Yine, yapılan bir hesaba göre Türkiye'de 16 milyon insan yoksulluk sınırının altında yaşıyor, 18 milyon insan ise yoksulluk sınırında yaşıyor yani toplam olarak baktığımızda nüfusumuzun neredeyse yarısına yakını yoksulluk sınırının ya üstünde ya da altında yaşamakta. Şimdi, arkadaşlar, bu istatistikler doğal olarak kayıt dışılığı içermiyor çünkü bu kayıtlar TÜİK gibi resmî istatistik kurumlarından alınan verilerden hesaplanıyor. Fakat Türkiye'de aşağı yukarı yapılan yine bazı hesaplardan anlaşılan o ki 10 milyona yakın kayıt dışı işsiz var. Şimdi, bunları da eklediğimizde çok kabaca şöyle bir sonuca varabiliriz: Toplumun yüzde 60'ı asgari ücret düzeyinde veya onun altında bir gelirle yaşıyor arkadaşlar ve bu gerçek ortadayken bu gerçeğin bu Parlamentoda ifade edilmesi lazım. Ve bunun gerçek düzeyinin ne olduğunun araştırılması lazım. Üstelik bir şey daha ekleyeyim, kadınlara ve erkeklere ki orada da bir eşitsizlik olduğundan giderseniz kriz farklı etki yapıyor. Kadınların yüzde 29'u -benim rakamlara göre yanılmıyorsam- istihdam ediliyor, erkeklerin ise yüzde 65'i istihdamda yer bulabiliyor. Dolayısıyla da değerli arkadaşlar, bu mesele gerçekten önemli ve Parlamentonun bu mesele üzerinde kafa yorması lazım, bu mesele üzerinde düşünmesi lazım ve tabii bunları yapabilmesi için de bu araştırma önergesinin buradan onaylanması lazım. Ha, bunların afaki laflar olduğunu düşünebilirsiniz ama açık olan, kimsenin reddedemeyeceği kadar açık olan bir gerçek var ise gerçekten Türkiye halkının önemli bir kısmı bir ekmeğe muhtaç hâle gelmiş durumda. Şimdi, biz diyoruz ki bunu pandemiyle ilişkilendiriyorlar ama bu sadece pandemiyle ilgili bir mesele değil arkadaşlar ama pandemiyle ilgili de bir cümle kuracak olursak şunu açıklıkla söyleyelim: Nasıl ki bir ekmeğe muhtaç olan insanlara ekmek vermek gibi bir fikir siyasi partilerimizin birinden çıkıyor, aslında şöyle bir fikir daha anlamlı olurdu gibi geliyor bana, Türkiye'de işsiz, yoksul kesimlere Türkiye'nin...

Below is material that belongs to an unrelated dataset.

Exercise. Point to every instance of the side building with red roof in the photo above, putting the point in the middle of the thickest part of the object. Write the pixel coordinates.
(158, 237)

(Mikrofon otomatik cihaz tarafından kapatıldı)

BAŞKAN - Buyurunuz.

EROL KATIRCIOĞLU (Devamla) - ...Hükûmetin bu insanlara karşılıksız -kredi olarak söylemiyorum- para vermesi lazımdı. Dünyanın birçok ülkesinde pandemiyle mücadele yoksul kesimlere devletin yardımlarıyla yürüyor. Ama değerli arkadaşlar, hepiniz biliyorsunuz ki biz pandemiyle mücadeleyi IBAN numarası vererek başlattık ve yaptığımız bütün imkân gibi görülen şeylerin hemen hemen yüzde 90'ı da -yoksul kesimlerin ne kadar kullandığı da belli olmayan bir biçimde- kredi musluklarını açmak biçiminde oldu, ki bu çok ileri gittiği için de şimdi geriye çekiyorsunuz. Dolayısıyla da ekonomik krizde neyi nasıl yapacağınızı çok fazla bilmiyorsunuz ve bu çerçeveden bu önergenin değerlendirilmesinin büyük yararı olacağını düşünüyoruz.